CVE-2024-13343: 
WordPress vulnerability analysis and mitigation

The WooCommerce Customers Manager plugin for WordPress contains a privilege escalation vulnerability (CVE-2024-13343) discovered in January 2025. The vulnerability affects all versions up to and including 31.3, due to a missing capability check on the ajaxassignnew_roles() function. This security flaw allows authenticated attackers with Subscriber-level access or higher to elevate their privileges to administrator level (NVD).

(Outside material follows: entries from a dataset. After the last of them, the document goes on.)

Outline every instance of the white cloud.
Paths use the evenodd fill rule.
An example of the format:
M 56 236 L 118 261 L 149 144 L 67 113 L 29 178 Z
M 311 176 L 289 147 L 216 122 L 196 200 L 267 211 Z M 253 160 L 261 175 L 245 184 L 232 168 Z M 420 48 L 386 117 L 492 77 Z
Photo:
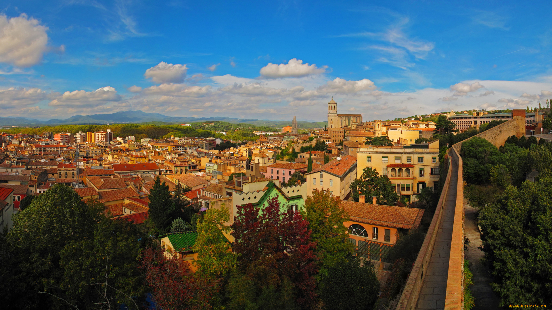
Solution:
M 320 74 L 326 72 L 327 66 L 317 67 L 315 64 L 303 63 L 303 61 L 296 58 L 291 59 L 287 64 L 276 65 L 269 62 L 261 68 L 261 75 L 268 78 L 300 77 L 312 74 Z
M 48 104 L 51 106 L 100 105 L 108 102 L 119 101 L 121 96 L 117 94 L 115 88 L 110 86 L 98 88 L 93 92 L 75 90 L 65 92 Z
M 212 71 L 214 71 L 215 70 L 216 70 L 216 67 L 218 67 L 219 66 L 220 66 L 220 63 L 217 63 L 216 65 L 213 65 L 213 66 L 208 67 L 207 67 L 207 70 L 209 70 L 209 71 L 211 71 L 211 72 Z
M 9 19 L 0 14 L 0 62 L 18 67 L 40 62 L 47 50 L 47 30 L 38 20 L 24 14 Z
M 328 81 L 326 85 L 319 87 L 318 91 L 323 93 L 350 94 L 363 90 L 372 90 L 375 88 L 374 82 L 368 79 L 347 81 L 336 78 L 333 81 Z
M 173 65 L 163 61 L 146 70 L 144 76 L 155 83 L 180 83 L 184 81 L 188 68 L 185 65 Z
M 441 98 L 443 101 L 454 101 L 455 100 L 458 100 L 457 97 L 443 97 Z
M 131 86 L 126 89 L 127 90 L 130 92 L 131 93 L 140 93 L 142 91 L 142 88 L 140 86 L 136 86 L 136 85 L 134 86 Z
M 484 87 L 485 87 L 479 84 L 479 82 L 475 82 L 471 84 L 465 83 L 457 83 L 454 85 L 450 85 L 450 90 L 455 90 L 455 92 L 453 95 L 454 96 L 465 96 L 468 94 L 468 93 L 475 92 L 477 89 L 483 88 Z
M 0 109 L 18 109 L 22 106 L 36 104 L 47 99 L 48 94 L 40 88 L 0 89 Z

The vulnerability stems from improper privilege management in the ajaxassignnew_roles() function, which lacks proper authorization checks. The issue has been assigned a CVSS v3.1 base score of 8.8 HIGH (Vector: CVSS:3.1/AV:N/AC:L/PR:L/UI:N/S:U/C:H/I:H/A:H), indicating its severe nature. The vulnerability is classified under CWE-862 (Missing Authorization) and CWE-269 (Improper Privilege Management) (NVD, Wordfence Advisory).

The vulnerability allows authenticated users with minimal privileges (Subscriber level or above) to escalate their privileges to administrator level. This could potentially give attackers full control over the WordPress site, including access to sensitive customer data, order information, and complete administrative capabilities (NVD).

Site administrators should immediately update the WooCommerce Customers Manager plugin to version 31.4 or later, which contains the security fix. The vulnerability was patched in version 31.4, released in February 2025 (Plugin Page).